I know everyone P&Ms about stories like these and how they never seem to come to fruition.

However, the way that I see it is that people never give up on improvements to batteries and continue to move forward. Failure can be thought of as success if the failure is analyzed to determine what went wrong and how that could be corrected, and then tested again, and again, and again until they find something that works...

If humans just gave up when something did not work, perhaps we would all be in bear skins and using stone knives.

Someone will work this out and someday solid state batteries and maybe even super-capacitors will come to fruition.

There's that corollary to Murphy's Law "Evey once in a while, Murphy does something right." And as Thomas Edison is thought to have said "98% of Genius is Hard Work."

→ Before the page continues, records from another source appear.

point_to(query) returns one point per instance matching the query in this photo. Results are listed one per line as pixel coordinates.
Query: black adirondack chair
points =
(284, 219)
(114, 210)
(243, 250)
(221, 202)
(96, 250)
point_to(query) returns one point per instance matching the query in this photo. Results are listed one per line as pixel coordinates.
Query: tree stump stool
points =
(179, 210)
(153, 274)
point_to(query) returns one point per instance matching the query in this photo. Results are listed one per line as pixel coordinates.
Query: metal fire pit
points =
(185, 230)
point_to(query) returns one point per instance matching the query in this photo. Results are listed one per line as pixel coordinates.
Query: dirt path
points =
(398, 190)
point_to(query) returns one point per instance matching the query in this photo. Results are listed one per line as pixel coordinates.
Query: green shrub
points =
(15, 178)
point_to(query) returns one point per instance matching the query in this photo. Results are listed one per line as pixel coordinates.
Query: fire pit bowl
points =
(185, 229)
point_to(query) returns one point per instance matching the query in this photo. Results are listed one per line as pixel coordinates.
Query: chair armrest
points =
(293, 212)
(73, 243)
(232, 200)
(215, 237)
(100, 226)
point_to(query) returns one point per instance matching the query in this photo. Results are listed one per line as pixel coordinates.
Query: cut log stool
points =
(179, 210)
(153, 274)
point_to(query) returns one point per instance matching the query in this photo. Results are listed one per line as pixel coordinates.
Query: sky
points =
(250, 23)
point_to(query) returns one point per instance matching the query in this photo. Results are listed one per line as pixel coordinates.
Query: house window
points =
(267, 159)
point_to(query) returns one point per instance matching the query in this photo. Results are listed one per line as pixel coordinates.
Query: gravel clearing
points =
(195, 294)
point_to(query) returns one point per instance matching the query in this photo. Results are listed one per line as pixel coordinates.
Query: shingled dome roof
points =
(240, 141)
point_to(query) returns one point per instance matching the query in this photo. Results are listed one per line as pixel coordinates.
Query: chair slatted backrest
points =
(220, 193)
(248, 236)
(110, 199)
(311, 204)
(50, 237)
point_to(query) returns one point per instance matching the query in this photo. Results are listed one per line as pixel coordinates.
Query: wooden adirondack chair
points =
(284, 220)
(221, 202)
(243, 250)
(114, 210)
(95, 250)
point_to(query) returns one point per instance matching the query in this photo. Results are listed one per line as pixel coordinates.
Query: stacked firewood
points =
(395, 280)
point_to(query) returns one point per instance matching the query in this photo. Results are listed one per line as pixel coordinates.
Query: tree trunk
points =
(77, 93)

I say keep going and pump more money into the research. Success is just around the corner.
 
Amen. Everyone here rolling their eyes at another article touting a battery breakthrough seems to forget that not so long ago lithium batteries didn’t exist.
"Not so long ago"?
They've been around since the 60;s, and some are still powering devices left on the moon during Apollo.
 
Amen. Everyone here rolling their eyes at another article touting a battery breakthrough seems to forget that not so long ago lithium batteries didn’t exist.
Lithium batteries have existed since the 1970's. The reason they weren't so prevalent is that lithium was, and still is, difficult to mine. Other battery types were good enough and cheap enough to be profitable. It wasn't until the 90's that portable electronics needed better run time that the then common battery types could sustain. Thus the evolution of the lithium battery.

That brings us to the present where Lithium just isn't good enough, safe enough or cost effective enough. Thus the mad dash to find the next big battery chemistry..
 
The interesting thing is that the number of obstacles to success keep getting more numerous as the articles go on. Now, size, shape, weight, etc all are factors. I guess back in the day, when the only sizes were aa, c, d, etc. that is true. However, I think that anything that does half of what these batteries promise you could adapt the project to the battery. The reality that sinks all of these things is the only that matters to most of these companies......PRICE!!!!!

I notice their current investors are the only people who always take the "price is no object" approach....DARPA, Government grants, defense department. etc. There may be something to this one since this crowd seems to be "all in" at the moment.

It also means we won't actually see it for some time to come...much like the transition from Ni-Cd to LI-Ion
 
The interesting thing is that the number of obstacles to success keep getting more numerous as the articles go on. Now, size, shape, weight, etc all are factors. I guess back in the day, when the only sizes were aa, c, d, etc. that is true. However, I think that anything that does half of what these batteries promise you could adapt the project to the battery. The reality that sinks all of these things is the only that matters to most of these companies......PRICE!!!!!

I notice their current investors are the only people who always take the "price is no object" approach....DARPA, Government grants, defense department. etc. There may be something to this one since this crowd seems to be "all in" at the moment.

It also means we won't actually see it for some time to come...much like the transition from Ni-Cd to LI-Ion
Unfortunately, the article does not mention voltage of the cells. If the voltage is the same or nearly the same as existing Li-on cells, that would be a big plus for adoption.
 
In the scheme of technology development, 60 years is a long time. From biplanes to moon landers. From smokeless powder to nuclear explosives. ENIAC to YouTube. 63 days to cross the US in 1903 to 3 days on the Interstate in 1963.
IMO, a more apt comparison would be ENIAC to a modern tablet, even though the number of years is similar to when Li-on batteries were developed.

"Long time," however, is subjective, and leaps in technology, IMO, are inherently unpredictable. That's why they take hard work.